Hemen onu getirir ve bir oyuncak keşfetmenin mutluluğuyla haykırır: ”İşte, bu da
benim vincim oldu.”
Nazım Hikmet, kardeşinin elindeki kalemden ayıramaz bakışlarını. O an, bir
oyuncak olarak algılasa da, kalemin gücüne ilk kez tanık olmaktadır!
Samiye Hanım, ağabeyinin “Onu bana vereceksin.” demesiyle korumak için
arkasına gizler kalemi: ”Hayır, onu ben buldum. O benim vincim.”
Bu söz üzerine Nazım Hikmet, savaş ilan eder kız kardeşine. Samiye Hanım o
günü, savaşın ne olduğunu, nasıl başladığını öğrendiği gün olarak anacaktır.
Nazım Hikmet, oyuncak yapmak konusunda oldukça başarılıdır. Kendi yaptığı
oyuncaklarla oynamıştır sürekli olarak. Şairin, hiç de bilinmeyen bu özelliğini şöyle
anlatır Samiye Yaltırım: ”Elleri çok hünerliydi. Kağıttan toplar, askerler, askeri
arabalar, gemiler yapardı. Bana da öğretmişti yapmasını.”

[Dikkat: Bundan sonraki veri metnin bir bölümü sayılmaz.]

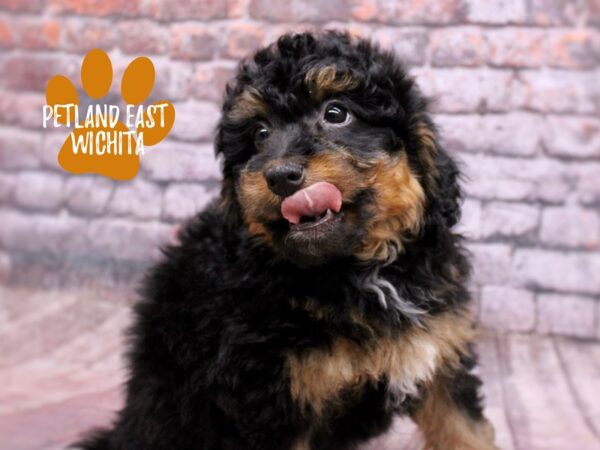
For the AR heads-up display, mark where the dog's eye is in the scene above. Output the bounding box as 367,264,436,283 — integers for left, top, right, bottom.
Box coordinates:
323,104,350,125
254,125,270,142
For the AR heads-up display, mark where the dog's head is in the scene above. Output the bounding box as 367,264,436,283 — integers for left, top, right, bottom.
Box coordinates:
216,31,461,267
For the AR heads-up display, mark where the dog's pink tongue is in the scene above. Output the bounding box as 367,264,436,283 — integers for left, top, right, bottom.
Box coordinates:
281,182,342,224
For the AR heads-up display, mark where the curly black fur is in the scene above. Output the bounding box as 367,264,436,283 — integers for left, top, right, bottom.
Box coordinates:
74,31,494,450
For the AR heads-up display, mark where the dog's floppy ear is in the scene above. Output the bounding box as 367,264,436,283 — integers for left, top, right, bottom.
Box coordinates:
431,147,462,228
215,120,244,231
218,175,243,230
414,120,462,230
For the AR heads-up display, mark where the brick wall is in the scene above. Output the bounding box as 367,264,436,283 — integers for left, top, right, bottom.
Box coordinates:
0,0,598,339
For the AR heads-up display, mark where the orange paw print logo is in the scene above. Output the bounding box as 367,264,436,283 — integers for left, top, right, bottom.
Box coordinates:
44,49,175,181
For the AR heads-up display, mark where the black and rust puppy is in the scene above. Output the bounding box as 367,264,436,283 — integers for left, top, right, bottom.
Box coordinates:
77,31,498,450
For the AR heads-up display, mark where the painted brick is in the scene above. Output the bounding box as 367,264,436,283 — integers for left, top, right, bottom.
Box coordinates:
14,171,65,212
17,18,61,50
228,0,246,18
64,176,114,217
590,0,600,26
465,0,527,24
222,23,264,59
119,20,169,55
479,286,536,332
397,0,467,24
576,162,600,206
0,128,42,170
468,243,512,285
528,0,587,26
250,0,353,22
163,183,216,221
537,293,596,338
486,28,545,68
169,101,220,142
47,0,144,17
62,18,116,53
462,170,535,203
0,91,45,130
373,28,429,67
459,154,569,203
353,0,466,24
141,141,221,182
456,198,481,240
547,29,600,69
513,250,600,295
540,207,600,249
150,61,195,103
86,219,173,261
1,54,79,92
107,178,162,220
0,208,88,255
0,172,16,203
0,0,597,341
437,113,543,156
512,70,599,115
414,68,515,113
481,202,539,239
429,26,487,67
249,0,293,21
0,250,10,284
597,301,600,340
193,63,237,103
170,25,217,61
543,116,600,159
0,15,15,48
0,0,44,12
40,132,66,171
152,0,228,20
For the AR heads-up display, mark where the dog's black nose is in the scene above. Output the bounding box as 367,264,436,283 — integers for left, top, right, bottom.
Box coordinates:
264,163,305,197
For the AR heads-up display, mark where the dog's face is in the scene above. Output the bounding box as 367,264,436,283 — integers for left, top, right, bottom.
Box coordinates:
216,32,460,266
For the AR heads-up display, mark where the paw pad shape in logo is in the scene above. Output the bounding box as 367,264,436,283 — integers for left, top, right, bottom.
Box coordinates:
45,49,175,181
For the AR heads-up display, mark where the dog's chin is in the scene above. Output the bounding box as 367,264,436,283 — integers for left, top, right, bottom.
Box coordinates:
269,210,361,267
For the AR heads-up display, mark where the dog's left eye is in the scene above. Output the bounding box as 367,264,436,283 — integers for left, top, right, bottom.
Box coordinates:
323,104,350,125
254,124,270,142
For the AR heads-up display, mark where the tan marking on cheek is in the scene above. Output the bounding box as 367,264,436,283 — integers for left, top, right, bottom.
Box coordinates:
291,437,312,450
287,310,474,416
227,87,269,123
414,120,439,193
305,65,360,101
246,221,273,244
413,381,498,450
305,150,370,201
237,169,279,243
356,155,425,262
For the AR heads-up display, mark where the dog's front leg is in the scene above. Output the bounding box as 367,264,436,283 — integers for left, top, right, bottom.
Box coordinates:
411,370,498,450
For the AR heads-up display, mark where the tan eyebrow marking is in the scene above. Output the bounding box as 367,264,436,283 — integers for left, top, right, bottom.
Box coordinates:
227,87,270,123
305,65,360,101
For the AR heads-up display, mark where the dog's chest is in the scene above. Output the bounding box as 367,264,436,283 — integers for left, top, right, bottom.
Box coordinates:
286,329,442,416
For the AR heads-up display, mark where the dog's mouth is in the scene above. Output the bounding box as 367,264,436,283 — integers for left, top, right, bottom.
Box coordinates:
281,182,342,234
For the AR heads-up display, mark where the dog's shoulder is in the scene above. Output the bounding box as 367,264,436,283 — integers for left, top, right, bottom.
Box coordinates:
128,201,248,366
138,198,276,315
136,201,239,308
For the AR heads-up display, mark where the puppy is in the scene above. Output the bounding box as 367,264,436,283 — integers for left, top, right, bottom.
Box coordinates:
76,31,498,450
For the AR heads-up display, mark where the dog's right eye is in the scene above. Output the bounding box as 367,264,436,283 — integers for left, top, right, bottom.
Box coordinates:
323,103,350,125
254,125,270,142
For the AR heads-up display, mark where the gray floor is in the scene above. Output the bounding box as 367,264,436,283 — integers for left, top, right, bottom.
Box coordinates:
1,286,599,450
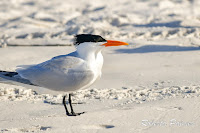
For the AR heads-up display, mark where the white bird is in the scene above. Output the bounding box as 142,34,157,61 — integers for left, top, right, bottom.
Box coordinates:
1,34,128,116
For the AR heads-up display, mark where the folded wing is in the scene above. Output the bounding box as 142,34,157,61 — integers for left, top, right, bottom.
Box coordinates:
16,56,86,91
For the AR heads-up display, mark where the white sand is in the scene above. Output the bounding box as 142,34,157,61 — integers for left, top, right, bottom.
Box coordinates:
1,0,200,132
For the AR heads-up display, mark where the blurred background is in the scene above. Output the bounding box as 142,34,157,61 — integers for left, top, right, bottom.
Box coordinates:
0,0,200,47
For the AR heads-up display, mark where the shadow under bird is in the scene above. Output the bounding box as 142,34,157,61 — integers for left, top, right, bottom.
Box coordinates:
0,34,128,116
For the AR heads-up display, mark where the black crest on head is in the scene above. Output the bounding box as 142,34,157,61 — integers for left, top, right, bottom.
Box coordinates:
74,34,106,46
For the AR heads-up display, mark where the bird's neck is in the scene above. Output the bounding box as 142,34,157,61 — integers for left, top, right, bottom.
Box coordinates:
77,47,103,71
77,48,102,62
76,43,104,72
76,43,103,61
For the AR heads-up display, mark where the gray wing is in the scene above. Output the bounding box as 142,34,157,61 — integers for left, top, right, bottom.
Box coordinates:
16,56,85,82
38,56,84,72
17,56,83,73
16,56,94,92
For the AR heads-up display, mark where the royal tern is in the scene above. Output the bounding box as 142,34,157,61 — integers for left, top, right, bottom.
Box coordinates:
1,34,128,116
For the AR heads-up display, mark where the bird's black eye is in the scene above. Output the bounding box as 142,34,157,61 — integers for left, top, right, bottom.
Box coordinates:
74,34,106,45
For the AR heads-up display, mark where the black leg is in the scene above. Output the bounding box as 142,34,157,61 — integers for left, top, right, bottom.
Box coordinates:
63,94,85,116
68,93,85,116
69,93,75,114
62,95,69,115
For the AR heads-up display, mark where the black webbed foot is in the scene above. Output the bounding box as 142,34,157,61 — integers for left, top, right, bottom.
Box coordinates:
66,112,85,116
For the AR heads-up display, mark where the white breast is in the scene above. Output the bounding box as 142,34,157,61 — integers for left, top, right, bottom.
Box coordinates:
80,51,104,90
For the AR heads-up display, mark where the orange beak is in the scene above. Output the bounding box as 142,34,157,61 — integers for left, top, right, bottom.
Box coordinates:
102,40,129,47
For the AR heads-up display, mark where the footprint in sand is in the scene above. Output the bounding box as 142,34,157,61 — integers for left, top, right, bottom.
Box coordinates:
81,124,115,129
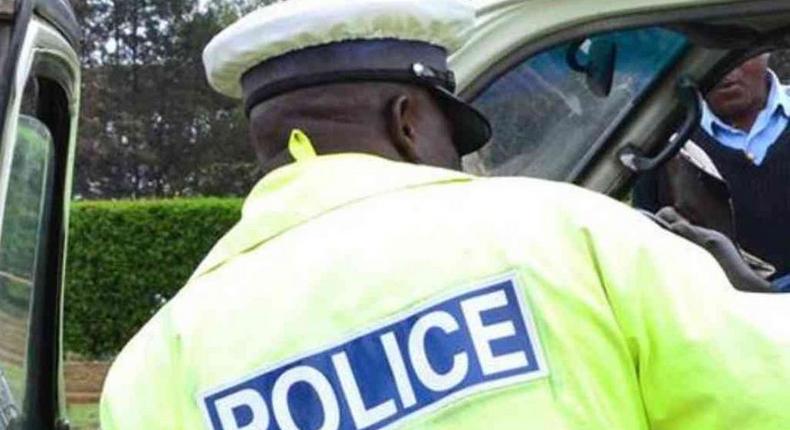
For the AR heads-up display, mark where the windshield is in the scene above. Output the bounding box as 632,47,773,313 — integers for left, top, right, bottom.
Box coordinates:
465,27,689,180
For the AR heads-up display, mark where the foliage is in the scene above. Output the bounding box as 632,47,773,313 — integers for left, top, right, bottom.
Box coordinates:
64,198,242,358
71,0,277,199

1915 yılında şair, Çanakkale Savaşı’nın etkisiyle kahramanlık şiirleri yazmakta
ve oyuncak olarak da kağıtlardan savaş araçları yapmaktadır. Ne gariptir ki, yıllar
sonra, 1933’de, bir sabah erkenden evine baskın düzenleyen polis kitapları ve
daktilosuyla birlikte şairi de alıp götürecektir…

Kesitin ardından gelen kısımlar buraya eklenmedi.